Через полчаса Скотт был готов. И хотя его измотали страшные усилия, потребовавшиеся для того, чтобы согнуть булавку (он протолкнул острие под цементную приступку и высоко, как только смог, поднял головку булавки), оторвать кусок губки, сходить с ним за водой, взять печенье и отнести все это к подножию скалы, Скотт был доволен. Действуя, он жил. Желание покончить с собой исчезло, и казалось странным, что мысль о самоубийстве вообще могла прийти ему в голову.

Возбуждение проходило, почти исчезло, когда, задрав голову, он смотрел на высоченные вершины садовых кресел, стоящих около стены, похожей на Эверест. Сможет ли он так высоко подняться?

В раздражении Скотт опустил глаза «Не смотри, — приказал он себе. — Смотреть на весь этот страшный путь глупо. Ты можешь думать только о какой-то его части, о конкретном переходе. Первый переход — до полки, второй — до сиденья первого кресла, третий — до подлокотника второго кресла, четвертый... — Он стоял в самом начале пути. — Больше ни на что не отвлекайся. Решился лезть — так что тебе еще нужно?»

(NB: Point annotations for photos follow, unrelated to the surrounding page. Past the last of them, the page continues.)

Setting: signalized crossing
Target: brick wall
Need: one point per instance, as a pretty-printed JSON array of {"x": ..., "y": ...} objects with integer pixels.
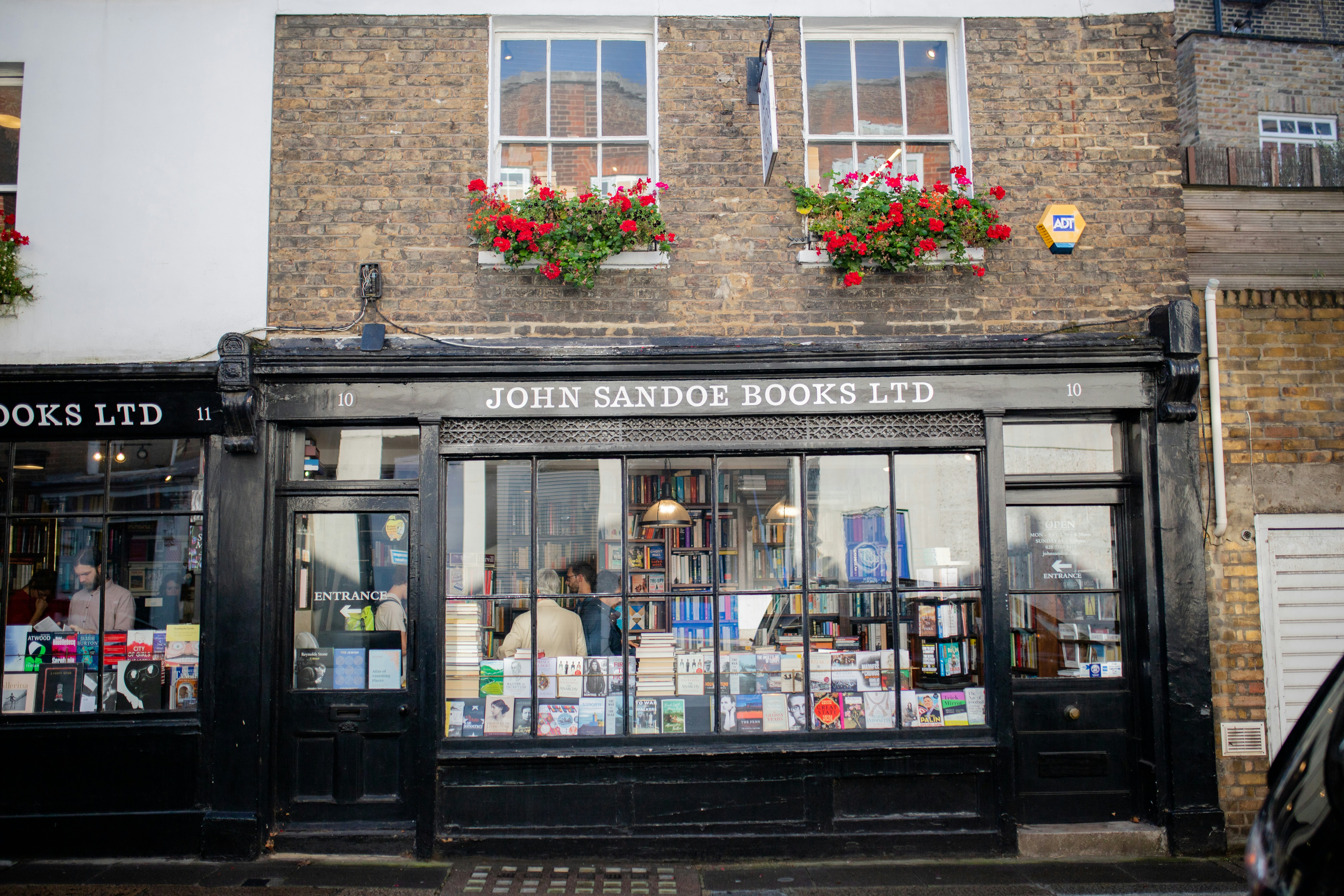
[
  {"x": 1225, "y": 82},
  {"x": 1310, "y": 19},
  {"x": 380, "y": 123},
  {"x": 1283, "y": 362}
]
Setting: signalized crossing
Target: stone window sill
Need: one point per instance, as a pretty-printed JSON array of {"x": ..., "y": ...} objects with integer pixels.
[
  {"x": 820, "y": 257},
  {"x": 622, "y": 261}
]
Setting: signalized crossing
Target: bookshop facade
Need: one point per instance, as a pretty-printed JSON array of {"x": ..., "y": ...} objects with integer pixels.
[{"x": 885, "y": 600}]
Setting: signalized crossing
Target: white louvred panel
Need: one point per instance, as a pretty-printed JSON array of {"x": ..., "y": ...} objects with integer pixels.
[{"x": 1244, "y": 739}]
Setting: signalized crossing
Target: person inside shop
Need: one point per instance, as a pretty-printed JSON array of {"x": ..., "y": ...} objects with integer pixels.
[
  {"x": 595, "y": 612},
  {"x": 119, "y": 609},
  {"x": 560, "y": 632},
  {"x": 30, "y": 604},
  {"x": 392, "y": 609}
]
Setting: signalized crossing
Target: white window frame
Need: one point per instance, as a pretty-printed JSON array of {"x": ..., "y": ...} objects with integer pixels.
[
  {"x": 574, "y": 29},
  {"x": 881, "y": 29},
  {"x": 1277, "y": 138}
]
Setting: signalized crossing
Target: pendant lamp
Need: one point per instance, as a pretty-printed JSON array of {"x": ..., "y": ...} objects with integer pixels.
[{"x": 667, "y": 514}]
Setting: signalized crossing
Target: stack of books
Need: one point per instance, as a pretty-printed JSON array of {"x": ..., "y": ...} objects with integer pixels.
[{"x": 656, "y": 672}]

И он вспомнил другой подобный момент из своего прошлого. Размышляя о том, что тогда случилось, Скотт забросил крюк и начал восхождение.

18 дюймов

«Чертово колесо», как огромная бело-оранжевая шестерня плывущее по темному октябрьскому небу, казалось игрушкой гиганта — сверкающей, крутящейся, невероятной. Ярко-красные кабинки «мертвой петли» проносились по вечернему небосклону, как падающие звезды. Карусель походила на яркую, гремящую музыкальную шкатулку, в которой вращались и вращались, бесконечно прыгая и замирая в галопе, уродливые, со страшными нарисованными глазами, лошадки. Крошечные автомобили, поезда, трамваи, увешанные раскрасневшимися от радостных криков детьми, мчались, словно веселые жуки, по кругу, который никогда не могли разорвать. По проходам между аттракционами текли ленивые потоки будто неживых людей, которые, как железные опилки к магниту, прилипали к ярмарочным зазывалам, к киоскам с дешевой пищей, к сарайчикам, в которых можно проткнуть шарик безобразной, без всякого оперения, стрелкой или сбить кегли, напоминающие молочные бутылки, грязным бейсбольным мячом, к бассейнам с пестрым мозаичным дном, усыпанным мелкой монетой. От многоголосого гомона толпы воздух ощутимо пульсировал, а прожекторы разрезали небо грозными лиловыми полосами.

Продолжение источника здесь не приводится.